Il convient de s’arrêter maintenant sur l’autre option générale à savoir une forme d’alignement de l’Association sur les actions menées par la Bibliothèque de la Ville.

S’il existe encore des bibliothèques organisées autour du livre imprimé, de taille modeste comme dans les villages ou prestigieuses comme celle de la Fondation Jan Michalski pour l’écriture et la littérature à Montricher (VD), force est de constater que ce type d’institution a fondamentalement évolué ces dernières décennies. De collections innovantes sont proposées — films, musique, jeux vidéo… – et surtout de nouvelles pratiques deviennent familières — streaming, livre audio...

Toutes les grandes bibliothèques de Suisse romande ont connu, à l’instar de leurs sœurs ailleurs dans le monde, une offre exponentielle d’animations, au sens le plus large du terme. Les rayonnages chargés d’ouvrages du secteur « lecture publique » continuent d’être le symbole de l’institution, mais l’objectif semble souvent être le développement de ce que les spécialistes nomment « troisième lieu », un lieu vivant où l’on peut certes étudier et s’informer, mais aussi se rencontrer, boire un café, entendre de la musique, profiter de conférences.

Ces initiatives qui, pour ainsi dire, débordent des missions usuelles des bibliothèques ont un coût. Elles nécessitent notamment des aménagements et du mobilier particuliers. Au printemps 2017, la Bibliothèque de la Ville a ainsi transformé une zone au rez-de-chaussée en « Espace détente » semblable à un salon — fauteuils agréables, tables basses, choix de magazines.

Ces nouvelles offres supposent également qu’une part importante, certainement croissante, du budget de l’institution soit dévolue à l’animation des espaces. Ce coût englobe aussi les ressources humaines, clefs de voûte en la matière.

Elles obligent tout autant à redéfinir le rôle traditionnel de bibliothécaire, de plus en plus « personne ressource » au service du public.

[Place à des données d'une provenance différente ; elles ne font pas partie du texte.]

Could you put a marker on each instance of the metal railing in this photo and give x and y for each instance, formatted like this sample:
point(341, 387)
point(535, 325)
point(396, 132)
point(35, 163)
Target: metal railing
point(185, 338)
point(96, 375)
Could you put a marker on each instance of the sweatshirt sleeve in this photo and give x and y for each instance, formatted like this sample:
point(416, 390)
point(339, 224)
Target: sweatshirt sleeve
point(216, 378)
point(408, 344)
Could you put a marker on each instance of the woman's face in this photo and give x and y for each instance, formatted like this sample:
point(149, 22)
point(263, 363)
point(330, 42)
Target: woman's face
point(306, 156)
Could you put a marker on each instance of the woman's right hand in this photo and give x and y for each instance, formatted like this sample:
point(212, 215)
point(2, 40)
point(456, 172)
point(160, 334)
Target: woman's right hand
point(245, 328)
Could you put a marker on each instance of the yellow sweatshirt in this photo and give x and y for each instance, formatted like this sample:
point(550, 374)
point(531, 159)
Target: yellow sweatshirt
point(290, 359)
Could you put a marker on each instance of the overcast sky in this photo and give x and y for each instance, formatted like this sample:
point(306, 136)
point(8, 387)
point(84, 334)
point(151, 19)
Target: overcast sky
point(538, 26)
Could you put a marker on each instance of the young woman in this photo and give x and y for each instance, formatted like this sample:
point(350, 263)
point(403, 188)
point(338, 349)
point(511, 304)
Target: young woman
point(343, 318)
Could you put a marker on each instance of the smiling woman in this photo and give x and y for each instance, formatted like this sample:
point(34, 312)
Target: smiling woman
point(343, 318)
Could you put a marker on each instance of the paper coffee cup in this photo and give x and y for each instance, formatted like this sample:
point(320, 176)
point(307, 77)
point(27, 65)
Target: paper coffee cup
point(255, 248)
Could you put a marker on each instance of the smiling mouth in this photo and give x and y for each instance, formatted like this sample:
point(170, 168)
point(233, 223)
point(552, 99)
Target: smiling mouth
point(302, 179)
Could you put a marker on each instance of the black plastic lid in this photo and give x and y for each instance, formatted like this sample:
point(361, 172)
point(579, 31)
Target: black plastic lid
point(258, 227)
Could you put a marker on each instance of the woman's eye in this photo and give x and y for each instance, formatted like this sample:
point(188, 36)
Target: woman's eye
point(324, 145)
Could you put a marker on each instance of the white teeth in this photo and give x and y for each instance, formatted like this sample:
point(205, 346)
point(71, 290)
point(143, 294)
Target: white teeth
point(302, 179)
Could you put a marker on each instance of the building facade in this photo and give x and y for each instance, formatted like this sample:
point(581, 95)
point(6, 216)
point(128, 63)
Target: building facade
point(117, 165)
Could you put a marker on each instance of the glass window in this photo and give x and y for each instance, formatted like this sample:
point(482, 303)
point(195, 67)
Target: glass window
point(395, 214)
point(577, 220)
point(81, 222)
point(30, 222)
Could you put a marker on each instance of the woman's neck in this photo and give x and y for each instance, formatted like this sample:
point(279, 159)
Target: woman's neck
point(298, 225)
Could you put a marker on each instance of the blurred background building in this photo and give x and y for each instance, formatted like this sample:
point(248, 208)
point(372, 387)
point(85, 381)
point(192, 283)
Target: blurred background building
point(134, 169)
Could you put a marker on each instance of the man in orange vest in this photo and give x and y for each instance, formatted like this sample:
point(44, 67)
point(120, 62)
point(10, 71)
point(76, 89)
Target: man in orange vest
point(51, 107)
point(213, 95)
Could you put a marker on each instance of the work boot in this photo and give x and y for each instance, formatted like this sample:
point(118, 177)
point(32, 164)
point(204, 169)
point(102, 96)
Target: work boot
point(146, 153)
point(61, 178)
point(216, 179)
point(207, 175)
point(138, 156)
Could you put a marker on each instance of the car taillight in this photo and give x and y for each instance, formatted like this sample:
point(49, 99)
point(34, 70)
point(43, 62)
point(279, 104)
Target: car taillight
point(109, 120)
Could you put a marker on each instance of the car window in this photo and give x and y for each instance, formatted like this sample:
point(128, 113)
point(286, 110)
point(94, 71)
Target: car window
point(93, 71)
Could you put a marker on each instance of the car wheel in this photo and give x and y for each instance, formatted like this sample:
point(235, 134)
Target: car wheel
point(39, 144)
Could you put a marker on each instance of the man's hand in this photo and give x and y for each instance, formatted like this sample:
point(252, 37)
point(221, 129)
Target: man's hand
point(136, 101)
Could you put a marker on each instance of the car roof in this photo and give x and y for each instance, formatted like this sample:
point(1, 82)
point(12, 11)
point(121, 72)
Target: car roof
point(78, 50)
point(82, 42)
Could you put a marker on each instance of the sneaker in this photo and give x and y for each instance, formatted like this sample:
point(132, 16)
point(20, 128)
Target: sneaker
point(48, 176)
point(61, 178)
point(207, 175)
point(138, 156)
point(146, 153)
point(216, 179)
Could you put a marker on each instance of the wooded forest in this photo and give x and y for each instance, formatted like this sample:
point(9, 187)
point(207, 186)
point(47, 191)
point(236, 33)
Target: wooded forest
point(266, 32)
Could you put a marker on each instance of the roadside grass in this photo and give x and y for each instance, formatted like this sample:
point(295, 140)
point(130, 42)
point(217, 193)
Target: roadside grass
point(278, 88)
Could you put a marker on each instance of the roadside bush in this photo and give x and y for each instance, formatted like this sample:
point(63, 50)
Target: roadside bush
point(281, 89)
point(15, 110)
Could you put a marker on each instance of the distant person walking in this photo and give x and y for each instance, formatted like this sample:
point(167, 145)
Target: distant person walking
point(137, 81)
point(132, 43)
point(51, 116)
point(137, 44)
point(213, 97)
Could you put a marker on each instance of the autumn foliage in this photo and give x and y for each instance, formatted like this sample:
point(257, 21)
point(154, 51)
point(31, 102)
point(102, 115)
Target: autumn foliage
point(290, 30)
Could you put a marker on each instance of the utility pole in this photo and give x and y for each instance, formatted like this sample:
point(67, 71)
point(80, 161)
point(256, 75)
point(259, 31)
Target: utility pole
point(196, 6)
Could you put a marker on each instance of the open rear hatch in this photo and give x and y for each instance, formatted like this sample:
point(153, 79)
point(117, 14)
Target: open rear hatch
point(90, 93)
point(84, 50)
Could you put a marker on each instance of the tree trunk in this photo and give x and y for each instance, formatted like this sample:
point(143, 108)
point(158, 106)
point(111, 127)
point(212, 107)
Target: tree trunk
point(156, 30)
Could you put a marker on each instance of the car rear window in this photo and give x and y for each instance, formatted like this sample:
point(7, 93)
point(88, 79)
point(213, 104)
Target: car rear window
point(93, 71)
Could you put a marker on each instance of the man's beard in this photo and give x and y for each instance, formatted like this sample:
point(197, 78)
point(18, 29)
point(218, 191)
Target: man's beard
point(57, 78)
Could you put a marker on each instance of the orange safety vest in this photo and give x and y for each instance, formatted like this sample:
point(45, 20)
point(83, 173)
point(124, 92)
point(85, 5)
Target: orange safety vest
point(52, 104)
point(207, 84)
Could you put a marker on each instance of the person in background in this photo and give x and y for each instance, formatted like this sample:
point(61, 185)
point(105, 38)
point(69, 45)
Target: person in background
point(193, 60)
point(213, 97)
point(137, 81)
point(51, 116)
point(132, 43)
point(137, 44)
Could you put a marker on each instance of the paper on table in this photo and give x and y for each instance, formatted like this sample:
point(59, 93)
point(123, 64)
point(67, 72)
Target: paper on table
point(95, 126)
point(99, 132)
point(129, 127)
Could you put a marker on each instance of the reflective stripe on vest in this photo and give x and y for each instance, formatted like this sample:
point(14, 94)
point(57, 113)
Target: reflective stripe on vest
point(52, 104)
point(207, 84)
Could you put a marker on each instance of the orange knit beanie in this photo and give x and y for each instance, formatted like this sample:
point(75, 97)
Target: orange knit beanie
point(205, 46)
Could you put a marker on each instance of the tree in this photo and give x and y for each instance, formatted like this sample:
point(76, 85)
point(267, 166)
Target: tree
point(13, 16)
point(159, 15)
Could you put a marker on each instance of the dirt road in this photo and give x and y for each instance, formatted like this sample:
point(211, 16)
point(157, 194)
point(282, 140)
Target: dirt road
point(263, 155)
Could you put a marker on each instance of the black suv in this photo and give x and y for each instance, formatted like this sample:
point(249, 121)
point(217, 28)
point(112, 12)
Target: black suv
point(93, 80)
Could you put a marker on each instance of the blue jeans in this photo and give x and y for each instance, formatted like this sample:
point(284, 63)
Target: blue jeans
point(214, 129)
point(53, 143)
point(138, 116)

Elles impliquent, par la bande, la création de « nouveaux métiers ».

L’AABV est bien entendu concernée au premier chef par cette évolution, non seulement dans l’orientation de ses actions, mais également dans l’image à véhiculer d’une bibliothèque communale dynamique et évolutive.

12.2. Médiation culturelle

Dans ce contexte, la Bibliothèque de la Ville a franchi en 2011 un pas important en mettant au concours, juste avant l'été, un poste à temps partiel de médiatrice/médiateur culturel. Voici un extrait de l’annonce :

« Vous définissez le concept des animations culturelles de la Bibliothèque en lien avec ses missions, développez son rayonnement, étoffez ses publics, ses réseaux et ses contacts. Vous assurez l’organisation, la gestion, la communication et l’application du programme annuel (contact avec les partenaires, accueil des publics, mise en œuvre des activités, expositions, animations, etc.) en collaboration avec les secteurs concernés. »70

Aussi loin que l’on puisse remonter, la Bibliothèque de la Ville a régulièrement proposé des activités très variées relevant de l’« animation » la nécessité d’avoir un poste dédié uniquement au développement d’actions permettant, pour ainsi dire, de rendre les murs de la Bibliothèque transparents afin qu’on voie ce qui s’y fait et qu’on ait envie d’y venir était une première réponse au changement d’esprit évoqué plus haut. A noter que le cahier des charges ne recouvre aucune tâche de bibliothécaire.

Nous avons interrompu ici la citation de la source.